The fundamental principle in brokerage cases is that where a broker is employed to produce a buyer, the customer whom he introduces to the seller must be ready, able and willing to buy on the terms offered by defendant. No written agreement is necessary. Dillon v. Barnard, 1951 A.S. 1083, 1088.
*47The seller can not by backing out of the agreement deprive the broker of his commission. Driscoll v. Bunar, 1952 A.S. 219, 220.
On the other hand, if the customer backs out, he is not regarded, as far as the broker’s right to a commission is concerned, as ready, able and willing to purchase unless he has signed an unqualified agreement to purchase on the terms offered by the seller. The legal distinction, as affecting the broker, between cases where agreements have and have not been entered into is well stated in Roche v. Smith, 176 Mass. 595, 597:
“Where the broker is employed to get a customer to buy and pay for his principal’s land, and it turns out that the customer is not able to pay for the land, it is settled that his inability to do so does not deprive the broker of his commission, provided the principal made a valid and binding agreement for the sale of the land with the customer produced by the broker. Ward v. Cobb, 148 Mass. 518. Burnham v. Upton, 174 Mass. 408, 409. The ground on which this is settled is that by entering into a valid contract with the customer produced by the broker the principal accepts the customer as able, ready and willing to buy the land and pay for it. In such a case the decision would have to be the other way were it not that, by entering into the contract with him the principal accepts the customer produced by the broker; what the broker is employed to do is to produce a customer who will buy and pay for his principal’s land. Fitzpatrick v. Gilson, ante, 477. If it turns out that the customer produced by the broker is not able to pay and does not pay for the land, the broker has not performed his duty and has not earned his commission; and it is only because the principal accepts the customer by entering into a valid contract wüth him, that it is held in cases like Ward v. Cobb that the broker has earned his commission. Coleman v. Meade, 13 Bush, 358. Donohue v. Flanagan, 9 N.Y. Supp. 275. Francis v. Baker, 45 Minn. 83. Wray v. Carpenter, 16 Col. 271. Lockwood v. Halsey, 41 Kans. 166. Springer v. Orr, 82 Ill. App. 558.”

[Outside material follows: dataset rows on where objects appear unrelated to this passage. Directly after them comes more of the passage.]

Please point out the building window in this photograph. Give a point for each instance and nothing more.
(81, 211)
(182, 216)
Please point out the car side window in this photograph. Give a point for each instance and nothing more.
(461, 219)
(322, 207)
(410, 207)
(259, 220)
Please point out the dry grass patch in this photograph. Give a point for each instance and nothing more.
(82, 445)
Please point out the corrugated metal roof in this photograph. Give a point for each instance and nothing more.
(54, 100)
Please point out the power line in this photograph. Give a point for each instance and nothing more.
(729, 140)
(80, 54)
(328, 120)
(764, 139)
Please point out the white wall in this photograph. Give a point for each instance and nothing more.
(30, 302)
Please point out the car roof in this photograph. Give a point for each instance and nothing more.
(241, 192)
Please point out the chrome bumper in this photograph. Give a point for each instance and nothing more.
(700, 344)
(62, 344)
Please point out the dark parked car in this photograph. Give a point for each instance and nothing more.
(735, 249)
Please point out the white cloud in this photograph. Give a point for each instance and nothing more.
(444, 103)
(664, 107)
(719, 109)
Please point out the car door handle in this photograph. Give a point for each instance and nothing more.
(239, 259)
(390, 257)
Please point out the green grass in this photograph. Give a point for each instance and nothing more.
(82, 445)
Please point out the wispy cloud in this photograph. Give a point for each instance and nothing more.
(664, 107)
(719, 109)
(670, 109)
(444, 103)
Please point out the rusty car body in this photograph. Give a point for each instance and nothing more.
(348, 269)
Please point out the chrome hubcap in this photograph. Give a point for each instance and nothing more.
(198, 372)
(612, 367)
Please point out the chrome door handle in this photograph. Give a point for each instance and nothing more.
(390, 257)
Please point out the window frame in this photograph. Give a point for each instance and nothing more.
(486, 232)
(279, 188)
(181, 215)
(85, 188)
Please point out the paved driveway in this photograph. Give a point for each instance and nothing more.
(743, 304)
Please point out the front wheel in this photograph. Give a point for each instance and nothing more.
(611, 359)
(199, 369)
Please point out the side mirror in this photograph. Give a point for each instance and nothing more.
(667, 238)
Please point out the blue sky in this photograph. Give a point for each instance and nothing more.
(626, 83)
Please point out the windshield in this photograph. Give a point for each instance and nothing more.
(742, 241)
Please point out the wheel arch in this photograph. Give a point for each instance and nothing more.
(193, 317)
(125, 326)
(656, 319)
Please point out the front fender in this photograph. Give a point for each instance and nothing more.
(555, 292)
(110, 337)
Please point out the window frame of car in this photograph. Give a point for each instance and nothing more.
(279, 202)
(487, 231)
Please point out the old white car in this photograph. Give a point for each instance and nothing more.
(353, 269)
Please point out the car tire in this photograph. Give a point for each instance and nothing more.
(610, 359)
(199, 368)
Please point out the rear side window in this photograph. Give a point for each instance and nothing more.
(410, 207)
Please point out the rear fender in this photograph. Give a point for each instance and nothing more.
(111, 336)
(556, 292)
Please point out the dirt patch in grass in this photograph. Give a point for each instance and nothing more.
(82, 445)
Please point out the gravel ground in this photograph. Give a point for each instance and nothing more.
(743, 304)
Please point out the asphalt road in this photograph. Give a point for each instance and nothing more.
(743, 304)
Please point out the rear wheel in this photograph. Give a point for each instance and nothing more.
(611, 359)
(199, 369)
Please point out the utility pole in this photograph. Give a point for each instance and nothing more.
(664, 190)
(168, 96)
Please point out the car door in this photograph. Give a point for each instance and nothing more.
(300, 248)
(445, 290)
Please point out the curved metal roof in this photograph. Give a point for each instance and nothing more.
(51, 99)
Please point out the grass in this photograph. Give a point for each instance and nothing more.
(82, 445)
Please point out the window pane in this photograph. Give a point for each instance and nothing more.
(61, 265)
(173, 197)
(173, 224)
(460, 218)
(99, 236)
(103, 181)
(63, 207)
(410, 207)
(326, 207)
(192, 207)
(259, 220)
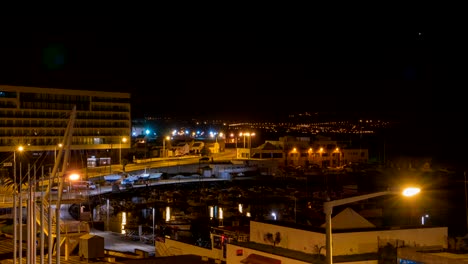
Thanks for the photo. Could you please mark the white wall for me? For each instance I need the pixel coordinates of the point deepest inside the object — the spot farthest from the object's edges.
(348, 243)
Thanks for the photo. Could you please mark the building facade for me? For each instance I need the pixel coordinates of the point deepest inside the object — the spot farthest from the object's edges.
(36, 118)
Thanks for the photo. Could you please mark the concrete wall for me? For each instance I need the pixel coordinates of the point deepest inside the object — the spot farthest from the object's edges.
(233, 256)
(173, 247)
(348, 243)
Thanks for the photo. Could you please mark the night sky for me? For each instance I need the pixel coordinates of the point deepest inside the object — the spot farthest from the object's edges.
(401, 71)
(224, 74)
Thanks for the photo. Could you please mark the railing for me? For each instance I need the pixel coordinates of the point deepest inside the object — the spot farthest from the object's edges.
(7, 199)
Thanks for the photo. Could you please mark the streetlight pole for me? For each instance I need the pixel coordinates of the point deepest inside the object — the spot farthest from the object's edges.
(164, 146)
(15, 209)
(328, 208)
(60, 145)
(15, 225)
(124, 139)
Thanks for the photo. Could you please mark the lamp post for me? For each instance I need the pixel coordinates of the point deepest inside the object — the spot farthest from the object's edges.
(15, 190)
(124, 140)
(164, 146)
(328, 208)
(60, 145)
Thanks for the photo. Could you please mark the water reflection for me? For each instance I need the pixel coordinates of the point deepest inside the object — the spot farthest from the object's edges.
(189, 213)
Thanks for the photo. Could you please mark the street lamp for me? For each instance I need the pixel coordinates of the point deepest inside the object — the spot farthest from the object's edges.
(164, 145)
(60, 145)
(15, 221)
(328, 208)
(124, 140)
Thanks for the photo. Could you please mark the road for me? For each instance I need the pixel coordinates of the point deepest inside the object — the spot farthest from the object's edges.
(170, 162)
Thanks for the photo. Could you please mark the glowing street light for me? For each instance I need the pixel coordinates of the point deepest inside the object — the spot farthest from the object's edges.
(124, 140)
(164, 145)
(328, 208)
(60, 145)
(15, 209)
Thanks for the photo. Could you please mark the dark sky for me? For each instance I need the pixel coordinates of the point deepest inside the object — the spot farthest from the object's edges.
(226, 73)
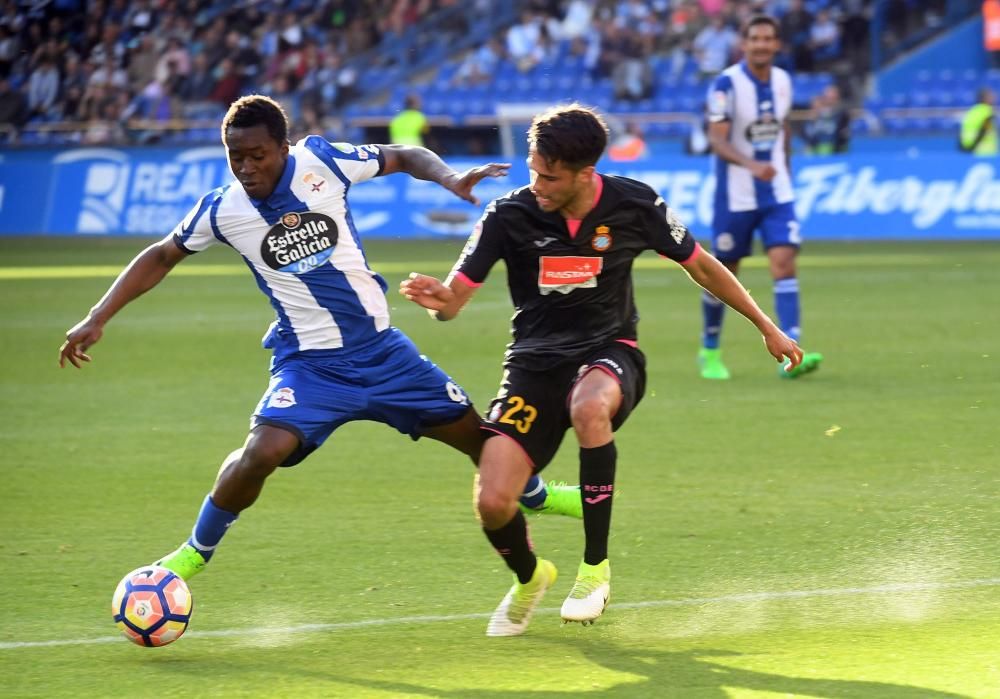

There is, however, one further factor,—the acceptance of the customer by the seller inferred from the joint execution of an agreement must be an unqualified acceptance. If conditions are stipulated in the agree*48ment, they must be complied with by the customer before the broker can hold the seller for a commission. Chapin v. Ruby, 321 Mass. 512, 515; Clark v. Bonner, 217 Mass. 201:
“But there was evidence that the defendant had not accepted Wheeler definitely and absolutely, but only upon the condition that Wheeler should give to him in payment of a substantial part of the price second mortgages upon the property to be sold and other properties satisfactory to the defendant. There also was evidence that Wheeler never had complied with the condition. If so, the written agreement between the defendant and Wheeler had not become of full effect so as to bind the defendant, and the defendant had not accepted Wheeler as a purchaser and so that the plaintiff had not succeeded in finding a purchaser and negotiating a sale of the property to the acceptance of the defendant. In that event, the plaintiff was not entitled to recover.”
The cases cited by the defendant in support of his position are cases either where there was no written agreement or the acceptance was qualified as in Higgins v. Ginsberg and Goodman, Inc. 278 Mass. 497, 501.
“The plaintiff did not cause a binding contract to be made by the bank to make the loan when the defendant needed it. . . . There was no final and complete acceptance by the defendant of the bank as compliance with the agreement of the plaintiff.”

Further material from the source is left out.